A sua conclusão acena à imprevisibilidade. Um copo de cólera vai além de um simples delineamento prático de pontos geográficos para uma navegação segura. A expedição incorpora algo muito mais grandioso, e é preciso audácia e coragem para nos aventurarmos no território desconhecido da nossa existência. Para compreender a profundidade e a essência do seu rico vocabulário e para enfrentar a complexidade que acompanha a sua leitura, deve-se ler a obra lenta e atentamente, pois, embora breve, trata-se de um livro denso. É só por meio desse gesto que podemos compreender o profundo impacto de Um copo de cólera e prestar homenagem ao legado artístico de Raduan Nassar e às possibilidades incalculáveis que se desenrolam sob a sua linguagem. É uma experiência literária verdadeiramente magnífica.

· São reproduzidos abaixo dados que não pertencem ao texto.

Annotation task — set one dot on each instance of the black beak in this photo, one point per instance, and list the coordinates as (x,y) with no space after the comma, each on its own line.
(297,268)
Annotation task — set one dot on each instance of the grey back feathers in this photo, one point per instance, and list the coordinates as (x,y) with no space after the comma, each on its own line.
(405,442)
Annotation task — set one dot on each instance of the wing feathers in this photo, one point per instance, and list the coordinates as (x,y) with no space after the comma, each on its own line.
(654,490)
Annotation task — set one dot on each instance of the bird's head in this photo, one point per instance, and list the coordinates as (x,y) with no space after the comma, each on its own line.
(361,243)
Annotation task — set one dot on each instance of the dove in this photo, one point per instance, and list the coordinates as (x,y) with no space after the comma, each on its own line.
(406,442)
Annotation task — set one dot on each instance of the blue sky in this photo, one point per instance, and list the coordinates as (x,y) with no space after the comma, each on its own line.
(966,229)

Durante a década de 1970, Raduan Nassar escreveu dois livros renomados. No entanto, a sua insatisfação com o mundo literário o levou a abandoná-lo. Após isso, mergulhou na vida rural, mudando-se para a sua fazenda. Depois de algum tempo, doou a sua propriedade para a universidade (UFSCAR). Aos 88 anos de vida, Raduan Nassar permanece avesso aos holofotes, nunca se acostumando com a atenção e com a popularidade que surgem em seu caminho.
“confesso que em certos momentos viro um fascista, viro e sei que virei, mas você também vira fascista, exatamente como eu, só que você vira e não sabe que virou; essa é a única diferença, apenas essa; e você só não sabe que virou porque – sem ser propriamente uma novidade – não há nada que esteja mais em moda hoje em dia do que ser fascista em nome da razão.”